Coolie Killer (1982)

Directed by
Dark, violent landmark action movie
Reviewed by Simon on 2001-07-18

COOLIE KILLER - the film that John Woo would spend the next 10 years trying to make? (err, and succeeding). A dark and violent tale of a professional killer who becomes "the hunted". It took a while to adjust to Charlie Chin playing a hard-boiled killer, since the only things I've seen him in before are the "lucky stars" family of films, but once I adjusted he did a pretty good job of it.
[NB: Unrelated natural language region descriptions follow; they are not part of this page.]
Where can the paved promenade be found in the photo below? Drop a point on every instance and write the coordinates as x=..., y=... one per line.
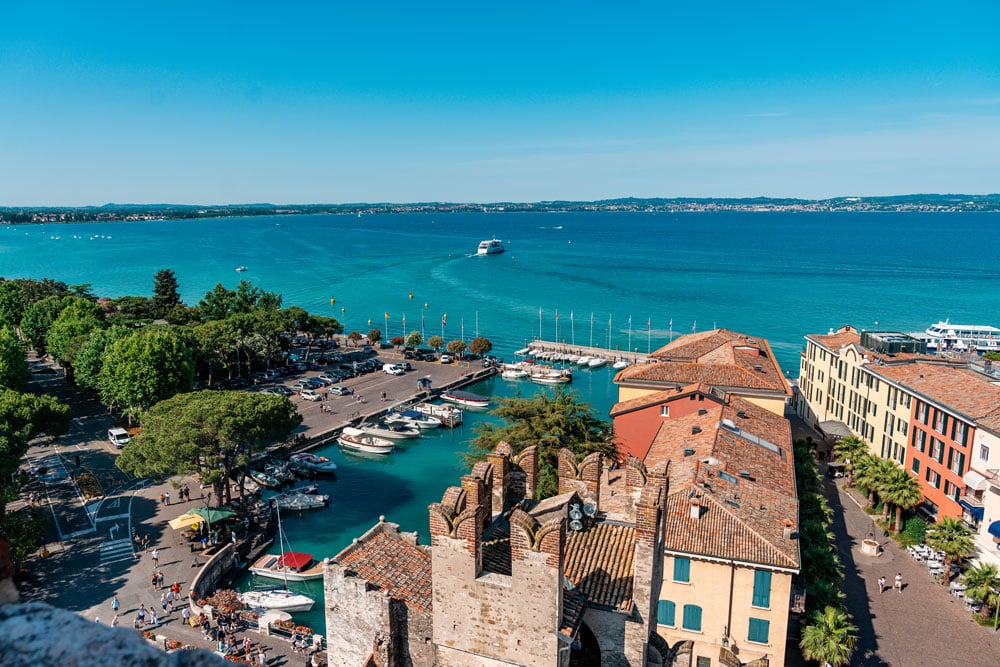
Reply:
x=923, y=625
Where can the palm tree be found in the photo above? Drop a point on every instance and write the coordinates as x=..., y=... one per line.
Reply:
x=831, y=638
x=982, y=583
x=900, y=490
x=850, y=450
x=952, y=537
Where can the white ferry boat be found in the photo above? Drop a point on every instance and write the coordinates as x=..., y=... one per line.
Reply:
x=490, y=247
x=964, y=337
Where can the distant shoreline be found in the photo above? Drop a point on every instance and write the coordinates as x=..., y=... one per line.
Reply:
x=147, y=212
The film comes across a little like Sonny Chiba's The Streetfighter, but is more coherent. The plot is a little bit OTT, but this can be forgiven for when it was made (1982). The cinematography is excellent and creative throughout, and the action scenes were well ahead of their time. There are scenes that John Woo could be accused of copying in A Better Tomorrow, The Killer and Hard Boiled. John Woo does them better, but Terry Tong was there first, and for quantity and creativity I think it's a landmark. The film is very violent - some of the brutality is almost unnecessary, but feels more at home in the film than in Kiss Of The Dragon for instance.
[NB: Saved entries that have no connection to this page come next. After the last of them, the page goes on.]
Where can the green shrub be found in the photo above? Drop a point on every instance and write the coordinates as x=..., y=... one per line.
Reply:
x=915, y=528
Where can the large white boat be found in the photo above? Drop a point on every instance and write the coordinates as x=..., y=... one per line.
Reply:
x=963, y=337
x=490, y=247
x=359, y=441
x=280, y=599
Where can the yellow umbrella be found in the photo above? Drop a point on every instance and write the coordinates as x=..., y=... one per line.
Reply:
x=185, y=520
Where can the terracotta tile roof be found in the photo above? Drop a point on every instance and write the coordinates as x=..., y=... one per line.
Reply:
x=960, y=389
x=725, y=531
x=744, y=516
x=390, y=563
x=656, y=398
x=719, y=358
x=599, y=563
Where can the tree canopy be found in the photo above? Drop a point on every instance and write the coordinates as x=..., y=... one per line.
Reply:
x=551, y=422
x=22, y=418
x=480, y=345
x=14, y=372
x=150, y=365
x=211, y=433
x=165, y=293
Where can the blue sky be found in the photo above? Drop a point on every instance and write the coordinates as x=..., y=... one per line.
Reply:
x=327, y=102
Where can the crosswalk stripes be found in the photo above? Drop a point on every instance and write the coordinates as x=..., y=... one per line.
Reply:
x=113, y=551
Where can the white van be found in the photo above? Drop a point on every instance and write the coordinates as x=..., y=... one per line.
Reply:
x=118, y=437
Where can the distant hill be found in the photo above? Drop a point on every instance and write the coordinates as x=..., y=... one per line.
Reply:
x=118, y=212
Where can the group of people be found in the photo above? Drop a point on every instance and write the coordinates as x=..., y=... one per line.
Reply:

Definitely a HK landmark, but I couldn't help thinking that there are probably a lot of Japanese Yakuza films that are similar but that I haven't seen. Overall it's an excellent film and definitely recommended, though the Mei Ah DVD almost ruins the experience. The grainy transfer isn't too bad, kind of fits the film in fact, but the subtitles are abysmal. There's hardly a single line in the whole film that makes grammatic sense, and there are several exchanges where you know something important was just said but the subtitles meant nothing. There isn't likely to be a better presentation any time soon though.